Hayat aslında kendisi bir sınavdır. Bu sınavın başarılı öğrencileri
olmaksa çalışmayı sindirmekle mümkün olur. Yarınımızın bugünümüzden bir
farkı olsun istiyorsak çalışmayı elden bırakmamalı kararlı bir şekilde
umut dolu bakışlarla geleceğe hükmetmek istiyorsak çalışkanlıktan asla
vazgeçmemeliyiz.
24
VATANSEVERLİK
KAHRAMANLIĞA GEREK YOK Vatanını ve milletini en çok seven görevini en iyi yapandır.
Sorumluluklarını bilen görevini düzgün şekilde yerine getiren insanın
çevresine faydalı olacağı için otomatikman vatanına da faydası olacaktır.
Dilimizle hep zikrettiğimiz ‘ben vatanımı seviyorum, ben
milliyetçiyim, vatan için canım feda’ gibi söylemler vatanperver olmak
için yeterli değildir. Davranışlarımızla, yaptıklarımızla bunu ispatlamak
gerekir. Gereksiz yere yanan bir lambayı söndürmek, insanların
hizmetine sunulmuş eşyaları kullanırken ölçülü olmak, hor kullanmamak,
kamu mallarına zarar vermemek, kendi çıkarlarını toplumun menfaatlerinin
üstünde tutmamak vatan sevgisinin basit birer tezahürüdür. İllaki
kahramanlık yapmaya gerek yok.
Vatan ve millet denilen gerçek ancak ve ancak onurlu fedakâr insanların
hâkim olduğu yerlerde nasıl kimliğini kazanacaktır. Yalan söylemeyen
hırsızlık yapmayan dürüst düşüncelerinden ödün vermeyen kendine saygısı
olan insan onurlu insandır.
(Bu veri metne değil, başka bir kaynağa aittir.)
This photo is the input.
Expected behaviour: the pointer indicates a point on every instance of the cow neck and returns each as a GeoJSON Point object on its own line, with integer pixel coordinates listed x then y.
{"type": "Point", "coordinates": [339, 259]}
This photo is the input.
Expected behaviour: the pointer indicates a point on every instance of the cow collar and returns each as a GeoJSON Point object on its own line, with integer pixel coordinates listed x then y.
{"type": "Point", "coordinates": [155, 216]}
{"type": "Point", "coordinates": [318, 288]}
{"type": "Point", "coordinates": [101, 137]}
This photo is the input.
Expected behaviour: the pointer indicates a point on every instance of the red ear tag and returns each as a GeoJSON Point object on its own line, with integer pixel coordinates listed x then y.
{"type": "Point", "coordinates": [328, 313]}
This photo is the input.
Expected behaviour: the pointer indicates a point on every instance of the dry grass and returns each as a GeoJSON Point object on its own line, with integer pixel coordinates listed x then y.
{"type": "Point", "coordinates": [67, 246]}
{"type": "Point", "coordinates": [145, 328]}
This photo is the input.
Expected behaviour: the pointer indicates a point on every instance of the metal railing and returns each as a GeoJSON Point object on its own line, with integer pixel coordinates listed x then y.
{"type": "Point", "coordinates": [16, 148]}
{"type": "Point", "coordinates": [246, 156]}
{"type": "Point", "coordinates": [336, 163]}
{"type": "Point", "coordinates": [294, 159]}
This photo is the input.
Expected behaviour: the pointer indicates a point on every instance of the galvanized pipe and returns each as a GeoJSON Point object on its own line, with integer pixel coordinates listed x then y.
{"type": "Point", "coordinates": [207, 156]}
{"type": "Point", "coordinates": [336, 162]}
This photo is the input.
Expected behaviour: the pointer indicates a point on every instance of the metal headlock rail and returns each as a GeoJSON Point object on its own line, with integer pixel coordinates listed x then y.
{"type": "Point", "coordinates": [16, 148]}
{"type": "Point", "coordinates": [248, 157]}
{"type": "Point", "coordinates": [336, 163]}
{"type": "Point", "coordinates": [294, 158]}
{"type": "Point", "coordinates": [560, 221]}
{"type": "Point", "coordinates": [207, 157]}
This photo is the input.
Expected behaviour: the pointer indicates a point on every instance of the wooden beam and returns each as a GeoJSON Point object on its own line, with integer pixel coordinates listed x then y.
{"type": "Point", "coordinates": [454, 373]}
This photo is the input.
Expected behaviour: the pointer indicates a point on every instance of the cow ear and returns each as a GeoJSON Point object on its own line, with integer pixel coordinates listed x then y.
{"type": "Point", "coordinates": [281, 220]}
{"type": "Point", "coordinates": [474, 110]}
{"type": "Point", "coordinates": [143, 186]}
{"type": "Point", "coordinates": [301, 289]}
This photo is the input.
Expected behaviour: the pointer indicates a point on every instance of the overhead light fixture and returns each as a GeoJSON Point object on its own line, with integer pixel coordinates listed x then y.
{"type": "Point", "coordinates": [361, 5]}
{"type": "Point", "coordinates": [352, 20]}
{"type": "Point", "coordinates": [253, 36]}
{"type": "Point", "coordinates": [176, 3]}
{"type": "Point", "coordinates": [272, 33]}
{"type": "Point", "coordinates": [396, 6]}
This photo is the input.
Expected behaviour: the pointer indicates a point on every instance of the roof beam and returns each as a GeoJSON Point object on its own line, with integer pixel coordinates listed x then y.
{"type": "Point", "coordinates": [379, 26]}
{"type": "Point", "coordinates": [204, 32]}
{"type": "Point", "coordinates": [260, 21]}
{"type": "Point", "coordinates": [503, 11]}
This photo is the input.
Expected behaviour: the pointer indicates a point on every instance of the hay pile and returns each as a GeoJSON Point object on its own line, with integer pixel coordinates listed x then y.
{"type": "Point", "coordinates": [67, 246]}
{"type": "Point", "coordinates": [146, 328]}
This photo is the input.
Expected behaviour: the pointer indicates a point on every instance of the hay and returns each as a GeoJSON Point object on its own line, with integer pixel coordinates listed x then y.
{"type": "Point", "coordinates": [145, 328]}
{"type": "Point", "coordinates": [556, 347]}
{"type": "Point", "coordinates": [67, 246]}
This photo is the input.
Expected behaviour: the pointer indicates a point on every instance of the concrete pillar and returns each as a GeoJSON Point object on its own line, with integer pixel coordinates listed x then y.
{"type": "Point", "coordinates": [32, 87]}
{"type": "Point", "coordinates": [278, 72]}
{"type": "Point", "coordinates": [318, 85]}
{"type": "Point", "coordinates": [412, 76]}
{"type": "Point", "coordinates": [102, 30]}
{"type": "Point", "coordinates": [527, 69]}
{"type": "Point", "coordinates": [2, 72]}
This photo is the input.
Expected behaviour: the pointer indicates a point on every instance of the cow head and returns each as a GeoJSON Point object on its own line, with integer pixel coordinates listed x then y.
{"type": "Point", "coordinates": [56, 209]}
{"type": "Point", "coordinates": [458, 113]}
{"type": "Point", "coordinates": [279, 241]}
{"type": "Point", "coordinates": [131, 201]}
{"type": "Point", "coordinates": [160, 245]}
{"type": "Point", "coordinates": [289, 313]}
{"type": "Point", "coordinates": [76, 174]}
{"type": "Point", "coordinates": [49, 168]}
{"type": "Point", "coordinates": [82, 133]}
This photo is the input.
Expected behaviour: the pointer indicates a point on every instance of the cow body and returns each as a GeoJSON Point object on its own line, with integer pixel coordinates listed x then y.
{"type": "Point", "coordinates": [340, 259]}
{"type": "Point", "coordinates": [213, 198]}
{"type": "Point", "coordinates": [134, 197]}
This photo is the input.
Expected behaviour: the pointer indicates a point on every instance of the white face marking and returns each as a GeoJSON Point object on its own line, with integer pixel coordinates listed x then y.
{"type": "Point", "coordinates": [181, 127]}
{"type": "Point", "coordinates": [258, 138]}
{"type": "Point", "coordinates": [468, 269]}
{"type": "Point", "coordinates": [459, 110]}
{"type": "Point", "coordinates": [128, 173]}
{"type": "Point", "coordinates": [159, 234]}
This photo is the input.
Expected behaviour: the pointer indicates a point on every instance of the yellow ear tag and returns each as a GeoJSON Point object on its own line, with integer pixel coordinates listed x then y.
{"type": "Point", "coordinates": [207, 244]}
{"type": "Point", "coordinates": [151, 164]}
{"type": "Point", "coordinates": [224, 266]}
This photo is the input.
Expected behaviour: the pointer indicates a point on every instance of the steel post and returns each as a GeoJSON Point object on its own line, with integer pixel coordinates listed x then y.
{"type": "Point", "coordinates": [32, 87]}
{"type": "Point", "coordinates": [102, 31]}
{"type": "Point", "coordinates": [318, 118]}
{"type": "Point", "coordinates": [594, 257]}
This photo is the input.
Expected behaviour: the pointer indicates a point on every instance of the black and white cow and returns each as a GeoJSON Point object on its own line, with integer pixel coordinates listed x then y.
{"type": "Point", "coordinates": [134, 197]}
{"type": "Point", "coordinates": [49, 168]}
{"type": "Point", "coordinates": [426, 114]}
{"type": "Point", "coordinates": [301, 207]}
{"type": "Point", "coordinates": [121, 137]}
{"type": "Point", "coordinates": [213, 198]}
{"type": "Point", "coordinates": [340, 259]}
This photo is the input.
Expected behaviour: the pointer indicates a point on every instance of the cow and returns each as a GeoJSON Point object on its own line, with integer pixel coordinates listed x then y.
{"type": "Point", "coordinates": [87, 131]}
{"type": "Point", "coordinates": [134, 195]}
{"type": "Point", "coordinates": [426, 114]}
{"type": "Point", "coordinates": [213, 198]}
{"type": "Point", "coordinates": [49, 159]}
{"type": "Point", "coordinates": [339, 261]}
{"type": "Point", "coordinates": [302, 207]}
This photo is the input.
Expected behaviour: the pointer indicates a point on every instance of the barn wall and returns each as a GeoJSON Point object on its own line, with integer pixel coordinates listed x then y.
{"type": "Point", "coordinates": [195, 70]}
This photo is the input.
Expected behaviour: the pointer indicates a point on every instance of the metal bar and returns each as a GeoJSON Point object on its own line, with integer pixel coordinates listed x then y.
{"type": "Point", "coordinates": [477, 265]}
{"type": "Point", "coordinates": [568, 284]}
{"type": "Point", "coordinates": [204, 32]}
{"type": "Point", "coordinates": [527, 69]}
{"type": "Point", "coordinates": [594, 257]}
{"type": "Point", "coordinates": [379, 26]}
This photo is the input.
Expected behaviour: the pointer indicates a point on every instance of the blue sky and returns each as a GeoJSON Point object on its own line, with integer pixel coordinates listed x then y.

Yine kendisini topluma yararlı olma
noktasında fazla düşünmeyen, benin ötesinde biz duygusuyla hareket eden
insan da fedakâr insandır. Bu özelliklerini karakter haline getirmiş
insanlar vatanını seven ve vatanına bağlı olanlardır. Her birey
sorumluluklarının farkında olmalı, kendisine mevki makam verilmişe o
mevki ve makamın omuzlarına yüklediği yükü layıkıyla taşıyabilmeli her
zaman öne çıkmak değil de arka planda kalmanın onu güçlü kılacağını
unutmamalı toplumun değerlerine sahip çıkmalıdır.
SEVGİ
SEVGİNİN SİHRİ Sevgi yalın anlamıyla bir duygu ve heyecan türüdür. Sevgi, insanın bir
şeye ya da bir kimseye karşı yakın ilgi ve bağlılık göstermesine denir.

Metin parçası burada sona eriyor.